Treatment for rectal cancers depend on the size and location of the tumor as well as other factors. A team of Johns Hopkins experts evaluate each patient to develop an individualized treatment plan based on the specific characteristics of the tumor. These doctors may order x-rays, ultrasound, a CT scan, and blood tests to determine the extent of the disease. This evaluation is an important step in helping the medical team design the best and most effective treatment regimen. Treatment plans may include a single therapy or combination of therapies including surgery, chemotherapy and radiation therapy.
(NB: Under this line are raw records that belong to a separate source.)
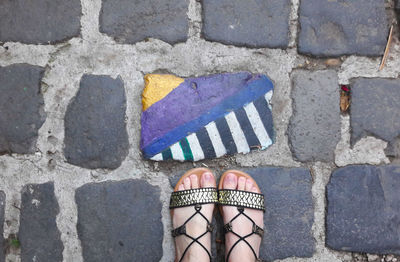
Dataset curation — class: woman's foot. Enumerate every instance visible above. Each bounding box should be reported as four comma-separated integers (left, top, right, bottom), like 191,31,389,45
222,173,264,262
172,172,216,262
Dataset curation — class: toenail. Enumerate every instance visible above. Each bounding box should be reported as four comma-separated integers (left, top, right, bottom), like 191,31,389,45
226,173,235,182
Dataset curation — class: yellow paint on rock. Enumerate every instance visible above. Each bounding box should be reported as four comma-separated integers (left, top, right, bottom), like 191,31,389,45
142,74,185,111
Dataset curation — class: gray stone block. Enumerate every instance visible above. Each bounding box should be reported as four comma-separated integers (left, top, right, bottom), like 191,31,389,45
298,0,388,57
18,182,64,262
326,165,400,255
202,0,290,48
350,78,400,149
75,180,163,262
244,167,315,261
170,167,315,261
288,70,341,162
0,191,6,262
64,75,129,169
0,64,46,155
0,0,82,44
100,0,189,44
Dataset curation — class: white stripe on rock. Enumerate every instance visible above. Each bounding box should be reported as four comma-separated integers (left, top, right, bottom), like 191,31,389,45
150,153,163,161
206,122,226,157
244,103,272,149
187,133,204,161
225,112,250,153
265,90,273,111
171,142,185,161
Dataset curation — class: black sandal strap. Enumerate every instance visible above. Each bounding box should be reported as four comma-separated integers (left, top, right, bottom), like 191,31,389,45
169,187,218,209
171,202,214,262
218,189,265,212
224,207,264,261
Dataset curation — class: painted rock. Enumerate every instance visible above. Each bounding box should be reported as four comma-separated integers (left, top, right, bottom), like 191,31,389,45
140,72,275,161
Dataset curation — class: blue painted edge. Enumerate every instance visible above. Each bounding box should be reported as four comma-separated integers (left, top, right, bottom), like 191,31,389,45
142,75,274,158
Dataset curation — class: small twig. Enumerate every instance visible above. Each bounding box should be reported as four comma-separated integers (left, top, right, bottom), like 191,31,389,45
379,25,393,71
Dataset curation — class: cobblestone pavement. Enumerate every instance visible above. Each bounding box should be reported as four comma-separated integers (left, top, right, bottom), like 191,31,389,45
0,0,400,262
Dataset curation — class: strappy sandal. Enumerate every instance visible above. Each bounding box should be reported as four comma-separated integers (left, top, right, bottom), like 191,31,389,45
218,170,265,261
169,168,218,262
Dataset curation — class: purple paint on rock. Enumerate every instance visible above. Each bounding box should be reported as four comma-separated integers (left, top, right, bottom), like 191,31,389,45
141,72,259,149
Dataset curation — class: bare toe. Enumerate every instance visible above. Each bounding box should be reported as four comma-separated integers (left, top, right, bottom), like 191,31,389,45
200,172,216,188
190,175,199,189
183,177,191,190
238,176,246,191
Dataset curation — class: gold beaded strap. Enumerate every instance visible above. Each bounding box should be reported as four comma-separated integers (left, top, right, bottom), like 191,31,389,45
169,187,218,209
218,189,265,212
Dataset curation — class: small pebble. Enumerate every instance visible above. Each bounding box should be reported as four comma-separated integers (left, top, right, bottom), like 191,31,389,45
325,58,342,66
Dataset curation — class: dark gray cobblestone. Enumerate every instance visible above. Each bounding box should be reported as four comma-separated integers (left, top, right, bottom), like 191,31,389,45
18,182,64,262
0,0,81,44
288,70,341,162
64,75,129,169
326,165,400,255
202,0,290,48
298,0,388,57
0,63,45,155
100,0,189,44
0,191,6,262
350,78,400,156
170,167,315,261
75,180,163,262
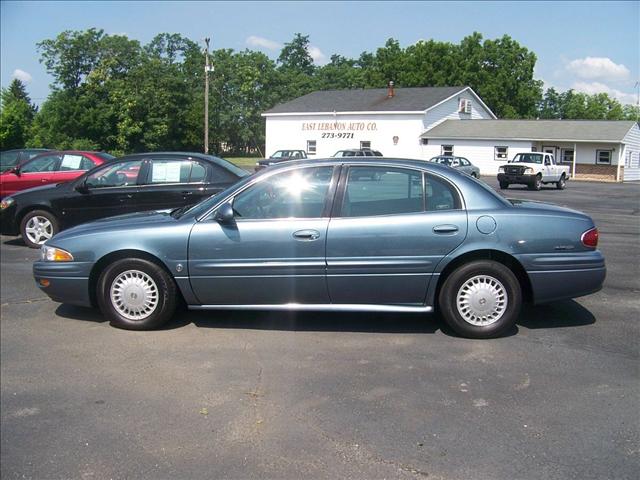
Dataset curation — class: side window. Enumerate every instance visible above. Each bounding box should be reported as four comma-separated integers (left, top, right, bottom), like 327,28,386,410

Chemotherapy for Localized Rectal Cancer
Chemotherapy for rectal cancer patients is usually provided as part of a larger treatment plan that involves surgery and radiation treatments. For some rectal cancer patients, chemotherapy is used along with radiation therapy before surgery to shrink a tumor, so that surgeons do not have to remove too much of the tissue, blood vessels, and nerves that surround the tumor. Sparing these tissues can help patients recover faster and maintain their ability to pass fecal matter.
Chemotherapy may also be given to patients after surgery, for up to six months, to kill off any cancer cells that may have been left behind after surgery. This type of chemotherapy is sometimes called adjuvant chemotherapy. According to Nilofer Azad, M.D., an associate professor of oncology at Johns Hopkins and a medical oncologist specializing in gastrointestinal cancers, researchers continue to study whether adjuvant chemotherapy is needed for all patients. She suggests that rectal cancer patients discuss this treatment with their physicians so that they can decide together on the best course of therapy.
Some of the main chemotherapy drugs, used alone or in combination, for treating rectal cancer include:
- fluorouracil (5-FU)
- capecitabine (Xeloda)
Chemotherapy and Immunotherapy for Metastatic Rectal Cancer Patients
Patients with metastatic, or stage IV rectal cancer, are also likely to receive chemotherapy for their primary and metastatic cancers, before and after surgery. These patients receive many of the same treatments as patients with metastatic colon cancer. They may also be eligible for clinical trials at Johns Hopkins that are primarily focused on colon cancer patients.
A recent clinical trial by Johns Hopkins researchers has suggested that an immunotherapy drug called pembrolizumab (Keytruda) may be very effective for metastatic advanced colorectal cancer in patients that have the genetic biomarker of high microsatellite instability.
Advanced Colon and Rectal Cancer
Experts at Johns Hopkins continue to refine standard therapies and develop new ones to offer viable treatment options for all colon and rectum cancer patients. In patients with advanced colon and rectum cancer, the disease frequently has spread beyond the colon and rectum to the liver. If there are a small number of tumors in the liver, the doctor can often remove them surgically. Recent advances at Johns Hopkins in surgical techniques, anesthesia support, and intraoperative ultrasonography have significantly improved outcomes for patients undergoing liver surgery. If surgical removal is not an option, doctors may use a technique known as cryotherapy. During this surgery, a probe containing liquid nitrogen is placed on the tumors to destroy them by freezing.
Johns Hopkins researchers are studying a number of drugs with known or potential activity in the treatment of colon and rectum cancer. The researchers also participate in large national studies of new treatment approaches. These innovative therapies are available to patients who cannot be treated with surgery. For some patients, outpatient treatment with an infusion pump to provide a continuous intravenous flow of anticancer drugs is an option. Others may benefit from a chemotherapy pump surgically implanted at the tumor site to deliver anticancer drugs directly to the tumor.